FIFO and LIFO Guest Interactions

Category : Archive
Date : May 16, 2016
FIFO and LIFO Guest Interactions

To those who have taken a course in accounting or general finance, both of these four letter acronyms should be instantly familiar. Adapting these terms beyond bookkeeping and into the realm of hospitality, we can lever such terminology for a completely different purpose – guest interactions.

First, a refresher for those who have been away from the financial texts for a while. FIFO, or ‘First In First Out’, is the generally accepted means of assessing the costs of inventory. With FIFO, inventory valuation is based upon a calculation that infers that products being sold are the oldest on the shelves. Thus, as costs increase, your sales figures reflect on-going inventory turnover. LIFO, or ‘Last in First Out’, is an accounting method that is just the opposite; your cost of sales reflects the most recent inventory purchase.

What does this have to do with your hotel and guest interaction? After all, human beings are not inventory units. We have memories of our experiences, and typically our ability to remember activities has a direct correlation how recent they are In other words, our memories fade with time and our brains are operating in LIFO!

Within this context, let’s examine how we as hoteliers treat our guests, and look at the operational activities that we undertake to make them feel good about staying with us. We have the ‘FIFO’ down pat. We greet folks when they arrive with efficient doormen and bellmen immediately taking bags. Lobbies are grand and comforting while the front desk staff are friendly and attentive. If the property is full-service and upscale, a handwritten note and welcome gift usually greet guests upon entry to their rooms. All of this is cemented into standard protocols or training manuals. In traveling to 30+ properties annually, I can confirm that by-and-large this is to be expected.

But remember what I said – memory fades with time. How does this apply to longer term stays and the departure sequence? Say your guests are staying with you five or more nights. The complimentary champagne has been consumed; your welcome letter has been read and discarded. The lustre of your opulent lobby design has now become routine to the eyes. The memory of the warm welcome has faded by the time they are forming a final, emotionally based opinion and getting around to writing an online review.

How do you go about mitigating this psychological problem?

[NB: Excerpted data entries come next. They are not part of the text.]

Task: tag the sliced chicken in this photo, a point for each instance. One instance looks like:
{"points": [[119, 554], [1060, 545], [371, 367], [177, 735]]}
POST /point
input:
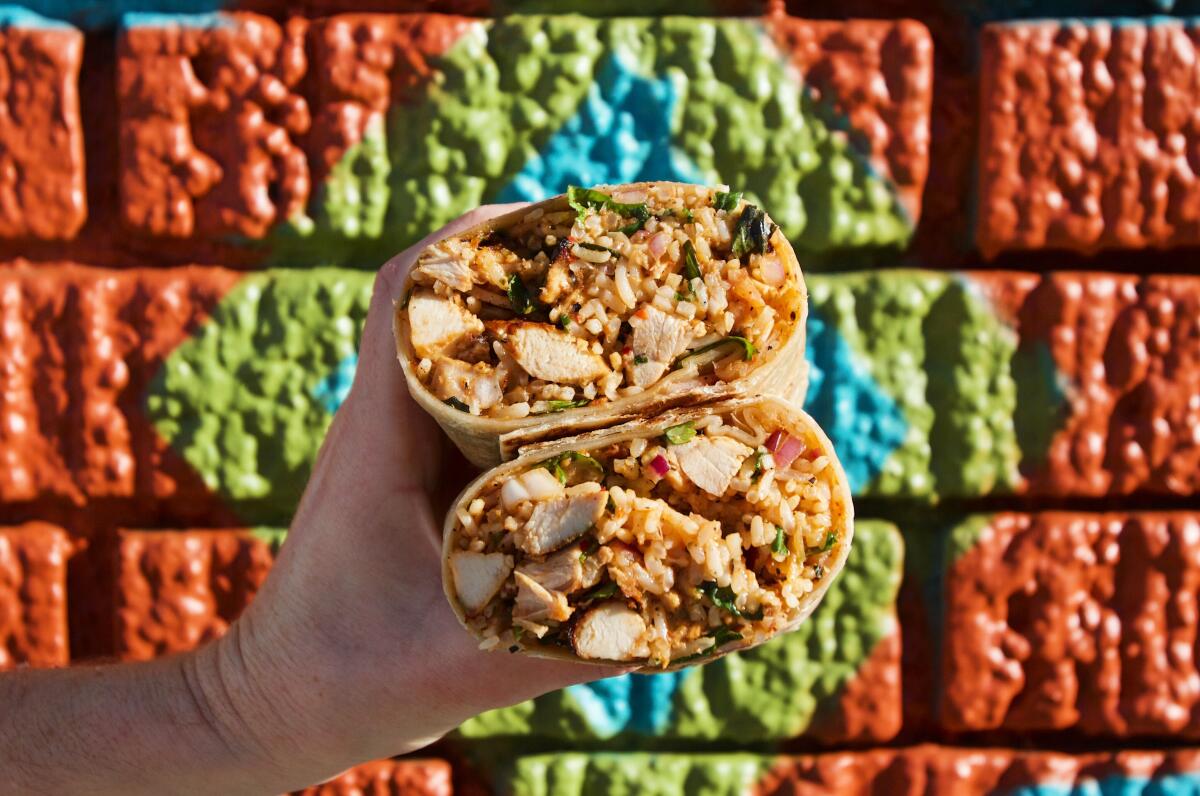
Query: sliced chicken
{"points": [[611, 632], [478, 576], [558, 281], [658, 337], [562, 520], [453, 269], [547, 353], [712, 462], [477, 385], [439, 325], [563, 572], [535, 603]]}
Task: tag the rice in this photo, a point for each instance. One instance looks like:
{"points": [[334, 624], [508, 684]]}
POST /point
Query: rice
{"points": [[687, 555], [611, 271]]}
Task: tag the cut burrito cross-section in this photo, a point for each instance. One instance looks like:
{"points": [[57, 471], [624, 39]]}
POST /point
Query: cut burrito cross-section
{"points": [[597, 306]]}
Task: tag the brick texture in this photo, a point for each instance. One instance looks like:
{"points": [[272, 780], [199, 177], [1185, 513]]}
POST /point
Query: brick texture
{"points": [[34, 596], [179, 588], [1089, 139]]}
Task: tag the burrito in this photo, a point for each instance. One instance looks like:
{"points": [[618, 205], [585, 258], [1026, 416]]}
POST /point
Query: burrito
{"points": [[599, 306], [655, 544]]}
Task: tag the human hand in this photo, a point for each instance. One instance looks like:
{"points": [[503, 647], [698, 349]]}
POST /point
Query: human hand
{"points": [[351, 650]]}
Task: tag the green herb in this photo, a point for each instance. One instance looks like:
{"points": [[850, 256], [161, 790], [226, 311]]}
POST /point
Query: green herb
{"points": [[757, 465], [690, 267], [599, 247], [556, 465], [562, 406], [727, 202], [780, 546], [681, 434], [723, 597], [601, 592], [583, 199], [720, 636], [519, 297], [679, 213], [753, 233], [748, 347]]}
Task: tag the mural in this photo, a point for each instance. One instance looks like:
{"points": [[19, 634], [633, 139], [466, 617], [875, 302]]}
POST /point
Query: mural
{"points": [[997, 217]]}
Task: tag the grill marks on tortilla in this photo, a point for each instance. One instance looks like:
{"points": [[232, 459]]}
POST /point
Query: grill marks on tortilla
{"points": [[547, 353], [562, 520], [712, 462], [438, 325]]}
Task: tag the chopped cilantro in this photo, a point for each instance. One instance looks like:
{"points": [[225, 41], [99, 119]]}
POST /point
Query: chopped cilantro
{"points": [[562, 406], [681, 434], [727, 202], [720, 636], [723, 597], [519, 297], [748, 348], [780, 545], [751, 234]]}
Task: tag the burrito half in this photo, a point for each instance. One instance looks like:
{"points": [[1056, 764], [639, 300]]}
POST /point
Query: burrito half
{"points": [[600, 305], [657, 544]]}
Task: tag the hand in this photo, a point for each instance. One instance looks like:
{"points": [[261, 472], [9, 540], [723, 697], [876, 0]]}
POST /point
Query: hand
{"points": [[351, 650]]}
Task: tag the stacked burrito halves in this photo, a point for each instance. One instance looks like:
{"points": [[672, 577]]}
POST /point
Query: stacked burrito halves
{"points": [[634, 355]]}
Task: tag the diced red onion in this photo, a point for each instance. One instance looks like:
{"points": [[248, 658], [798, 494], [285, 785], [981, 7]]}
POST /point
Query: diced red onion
{"points": [[789, 449], [659, 244], [772, 270]]}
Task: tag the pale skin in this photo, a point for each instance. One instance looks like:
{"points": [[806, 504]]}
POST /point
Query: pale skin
{"points": [[348, 653]]}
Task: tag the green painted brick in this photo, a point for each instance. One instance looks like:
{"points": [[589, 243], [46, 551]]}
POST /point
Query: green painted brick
{"points": [[621, 774], [771, 693]]}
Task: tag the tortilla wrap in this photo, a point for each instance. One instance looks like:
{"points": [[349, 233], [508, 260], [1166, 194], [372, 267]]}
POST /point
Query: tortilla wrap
{"points": [[456, 390]]}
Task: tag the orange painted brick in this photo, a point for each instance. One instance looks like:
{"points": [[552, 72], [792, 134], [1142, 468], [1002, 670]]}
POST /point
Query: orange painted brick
{"points": [[34, 596], [42, 192], [1086, 623], [1089, 135], [209, 117], [387, 777], [179, 588]]}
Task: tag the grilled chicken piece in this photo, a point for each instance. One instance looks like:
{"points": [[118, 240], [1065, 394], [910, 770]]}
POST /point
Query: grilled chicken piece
{"points": [[547, 353], [558, 281], [478, 576], [449, 268], [712, 462], [439, 325], [611, 632], [659, 337], [477, 385], [562, 520], [535, 603]]}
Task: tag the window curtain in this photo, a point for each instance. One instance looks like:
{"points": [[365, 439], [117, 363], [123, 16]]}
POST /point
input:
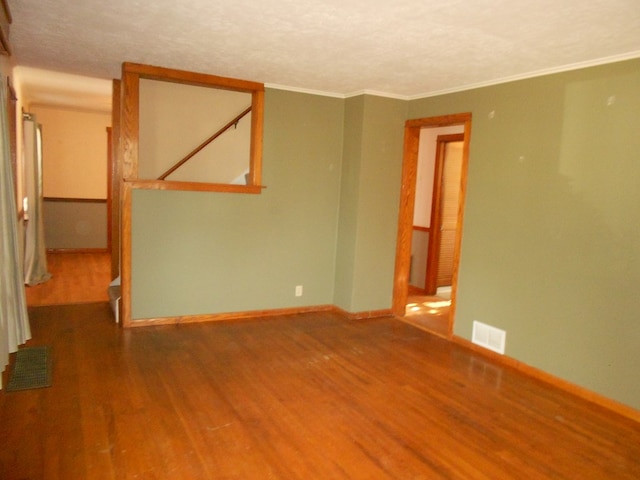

Start thinking LIFO.

When guests are planning to stay with you for more than half a week, you need to rekindle their awareness and appreciation for your property. Your perfect housekeeping, punctual room service, poolside drinks and attentive concierge are not enough. You need to find that something extra that differentiates your property in their minds.

This is where personalization becomes a critical factor. By the third night in, you should have gleaned enough to learn a little bit about your guests – information that you can apply towards a gratis ‘surprise and delight’. Moreover, given the heightened margins on a stay of this length, you can afford to give back a little as a reward.

For instance, if longer term guests ate at your restaurant, consider a gift on their last night of a book from the chef, autographed and with a clip to the recipe of the dish that they ordered. Or, if they visited a museum or gallery, give them an appropriate gift item from that location (there’s a partnership opportunity here, too). Locally produced non-perishables, such as honey or jams, represent another memento idea. The key is to have it delivered to their room prior to their last night so that they can pack it as no one likes to hand carry and so there are no issues at airport security.

This ‘departure gift’ usually comes as a complete shock, making it all the more valuable from an emotional LIFO point-of-view. And remember, because you gave it to them last, it will be the first item your guests talk about when asked about their stay.

(Article by Larry Mogelonsky, published by eHotelier on May 4, 2016).